Likewise, it is not necessary to keep every jewelry box you have received. People like to hold on to these for sentimental reasons or because the boxes are pretty, which I can understand, but it’s better to keep a few of the very special ones for storage or moving purposes and toss the rest. You won’t miss them!
Computer boxes are also tempting for people to keep indefinitely. Some people reason that if they have to return their computer or have it repaired, the box will come in handy. But once you have your device up and running smoothly for a few weeks, it’s probably safe to discard the box. In the unlikely event that you need to ship your computer off for repair, you can find another box to pack it in.

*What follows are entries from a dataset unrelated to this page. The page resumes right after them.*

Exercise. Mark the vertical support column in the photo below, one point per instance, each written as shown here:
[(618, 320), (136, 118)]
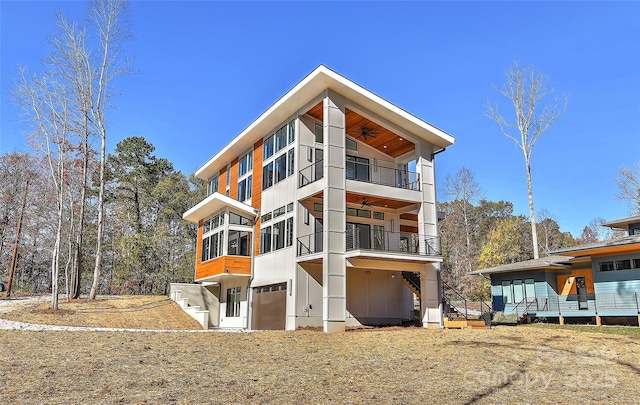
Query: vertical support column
[(431, 300), (334, 271)]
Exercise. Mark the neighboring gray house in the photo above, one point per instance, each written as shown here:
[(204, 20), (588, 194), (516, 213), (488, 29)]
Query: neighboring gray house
[(597, 282)]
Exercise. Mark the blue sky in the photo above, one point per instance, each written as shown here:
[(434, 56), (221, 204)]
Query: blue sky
[(208, 69)]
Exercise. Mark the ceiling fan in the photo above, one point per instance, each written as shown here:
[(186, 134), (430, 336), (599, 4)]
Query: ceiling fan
[(367, 132), (367, 203)]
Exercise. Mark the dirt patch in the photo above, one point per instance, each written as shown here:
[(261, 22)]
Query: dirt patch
[(135, 312), (502, 365), (383, 365)]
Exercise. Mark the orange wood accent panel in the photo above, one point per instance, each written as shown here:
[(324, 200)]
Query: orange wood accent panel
[(199, 244), (222, 181), (256, 192), (407, 228), (567, 282), (233, 185), (217, 266)]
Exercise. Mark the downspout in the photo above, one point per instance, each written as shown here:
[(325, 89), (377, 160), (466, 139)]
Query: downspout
[(249, 291), (433, 155), (440, 306)]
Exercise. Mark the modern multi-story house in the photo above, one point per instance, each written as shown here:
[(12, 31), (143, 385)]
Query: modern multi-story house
[(597, 282), (321, 213)]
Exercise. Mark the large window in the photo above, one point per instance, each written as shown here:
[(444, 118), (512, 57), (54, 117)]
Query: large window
[(212, 185), (236, 219), (506, 292), (289, 231), (529, 289), (281, 168), (267, 148), (245, 164), (621, 264), (233, 301), (212, 246), (244, 189), (267, 176), (290, 162), (292, 131), (357, 168), (281, 138), (239, 243), (265, 240), (518, 291), (278, 235), (319, 132)]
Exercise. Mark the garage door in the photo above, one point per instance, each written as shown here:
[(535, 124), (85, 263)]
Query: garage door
[(269, 307)]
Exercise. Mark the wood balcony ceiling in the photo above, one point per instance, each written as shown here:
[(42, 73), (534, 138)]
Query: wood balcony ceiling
[(369, 132)]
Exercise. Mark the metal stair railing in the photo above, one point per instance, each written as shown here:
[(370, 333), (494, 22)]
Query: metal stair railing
[(412, 278), (522, 308), (450, 304), (484, 310)]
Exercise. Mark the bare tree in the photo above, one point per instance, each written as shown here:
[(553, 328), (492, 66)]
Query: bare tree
[(628, 181), (526, 87), (463, 191), (45, 102), (72, 63), (109, 18)]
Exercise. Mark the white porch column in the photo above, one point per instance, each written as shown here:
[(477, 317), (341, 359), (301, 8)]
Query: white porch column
[(431, 304), (334, 274)]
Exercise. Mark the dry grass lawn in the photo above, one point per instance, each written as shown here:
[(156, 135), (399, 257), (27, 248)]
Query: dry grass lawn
[(135, 312), (412, 365)]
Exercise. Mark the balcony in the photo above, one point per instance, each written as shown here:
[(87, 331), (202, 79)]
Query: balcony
[(404, 243), (365, 172), (392, 242)]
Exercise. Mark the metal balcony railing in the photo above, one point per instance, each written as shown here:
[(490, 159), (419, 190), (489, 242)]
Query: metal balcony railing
[(309, 244), (311, 173), (624, 301), (375, 240), (382, 175), (396, 242), (359, 171)]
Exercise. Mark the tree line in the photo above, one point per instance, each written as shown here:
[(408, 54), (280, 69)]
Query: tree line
[(146, 244), (478, 233)]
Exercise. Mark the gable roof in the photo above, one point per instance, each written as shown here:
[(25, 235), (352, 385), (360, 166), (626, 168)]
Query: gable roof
[(311, 86), (553, 262)]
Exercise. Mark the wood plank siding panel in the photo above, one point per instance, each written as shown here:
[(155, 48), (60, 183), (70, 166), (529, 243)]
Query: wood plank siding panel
[(233, 184), (567, 282), (222, 181), (407, 228), (256, 192), (217, 266)]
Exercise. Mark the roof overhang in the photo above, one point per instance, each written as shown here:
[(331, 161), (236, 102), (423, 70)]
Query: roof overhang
[(214, 203), (545, 263), (622, 223), (315, 83)]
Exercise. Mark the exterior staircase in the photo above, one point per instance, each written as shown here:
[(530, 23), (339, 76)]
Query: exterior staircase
[(192, 310), (461, 313), (412, 281)]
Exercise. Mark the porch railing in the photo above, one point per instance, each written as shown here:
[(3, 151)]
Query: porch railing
[(381, 241), (383, 175), (358, 171), (309, 244), (310, 174), (624, 301), (396, 242), (456, 305)]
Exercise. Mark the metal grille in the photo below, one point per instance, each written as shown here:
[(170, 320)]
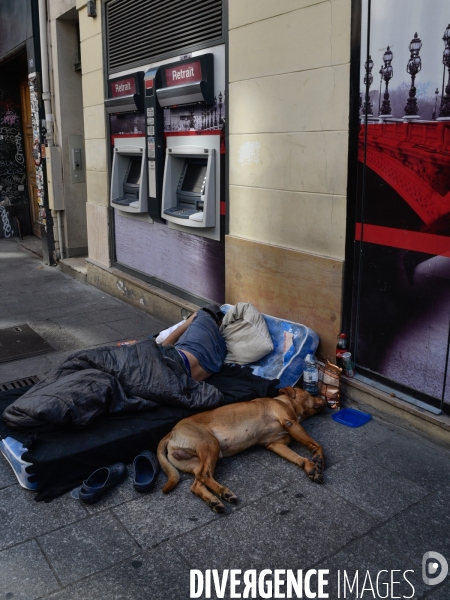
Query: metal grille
[(18, 383), (141, 31)]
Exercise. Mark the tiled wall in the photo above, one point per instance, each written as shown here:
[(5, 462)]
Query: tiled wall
[(95, 133), (289, 64)]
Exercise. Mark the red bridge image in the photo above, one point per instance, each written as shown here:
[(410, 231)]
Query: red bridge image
[(414, 159)]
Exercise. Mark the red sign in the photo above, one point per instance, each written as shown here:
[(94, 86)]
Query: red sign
[(123, 87), (187, 73)]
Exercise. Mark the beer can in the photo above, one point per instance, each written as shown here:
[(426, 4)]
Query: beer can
[(348, 364)]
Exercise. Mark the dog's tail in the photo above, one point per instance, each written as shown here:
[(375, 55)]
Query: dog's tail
[(173, 477)]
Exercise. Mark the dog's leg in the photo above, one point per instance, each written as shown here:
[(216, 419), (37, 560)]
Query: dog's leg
[(219, 489), (299, 434), (208, 451), (202, 492), (310, 468)]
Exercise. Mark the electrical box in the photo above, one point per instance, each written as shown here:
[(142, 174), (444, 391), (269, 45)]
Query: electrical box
[(77, 168), (54, 178)]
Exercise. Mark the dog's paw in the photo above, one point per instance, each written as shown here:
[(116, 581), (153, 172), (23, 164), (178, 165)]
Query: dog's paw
[(315, 475), (319, 461), (217, 506), (230, 497)]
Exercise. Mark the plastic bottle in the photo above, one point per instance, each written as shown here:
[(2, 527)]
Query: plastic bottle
[(311, 375), (341, 347)]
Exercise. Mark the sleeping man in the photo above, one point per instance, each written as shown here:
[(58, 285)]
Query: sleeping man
[(129, 378), (197, 345)]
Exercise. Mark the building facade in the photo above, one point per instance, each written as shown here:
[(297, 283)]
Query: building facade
[(307, 144)]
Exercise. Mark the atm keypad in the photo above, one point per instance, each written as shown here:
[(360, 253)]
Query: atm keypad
[(181, 213)]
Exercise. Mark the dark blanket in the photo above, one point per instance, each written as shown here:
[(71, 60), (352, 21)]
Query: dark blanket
[(111, 380), (61, 459)]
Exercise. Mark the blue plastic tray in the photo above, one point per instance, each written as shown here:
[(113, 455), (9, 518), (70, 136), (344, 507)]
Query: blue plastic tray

If you’re holding on to your computer box because it has important identification material printed on the side, cut that portion from the box and file it with your other papers or take a photo and file it electronically. The only valid reason to keep tech boxes is if you frequently upgrade your devices and sell your used items. In that case, keeping the original packaging will probably increase their value.
Television boxes are also likely to be stashed away for safekeeping but never used again. I do understand that it’s difficult for movers to load, transport and unload large, flat-screen TVs. However, if you don’t plan to move in the next few years, it’s probably not worth holding on to the television box, especially if you have limited storage space. You can hold on to the receipt for your purchase and the identifying information on the box, but keeping a huge box to possibly move your large flat-screen TV — which may be obsolete a couple of years from now — is not worth it.
Kids are geniuses at arguing that it is absolutely necessary to keep every Lego, Playmobil and Barbie box. They say that they need to reference the photos or want to duplicate the scene, but don’t let them convince you. It’s enough that so many of our houses have been taken over by toys; we don’t also need to store the boxes they came in. Instead, keep the accompanying instruction booklets or take a photo of the front of the box. And if you’re considering keeping the boxes for when you eventually give the sets away, don’t. You will never go to the trouble of collecting all the proper pieces. Let them go.
To sum it up: Don’t keep boxes “just in case.” Use those that fit your current needs and save a few for future use, but clear out the excess. You will be surprised at the space you create.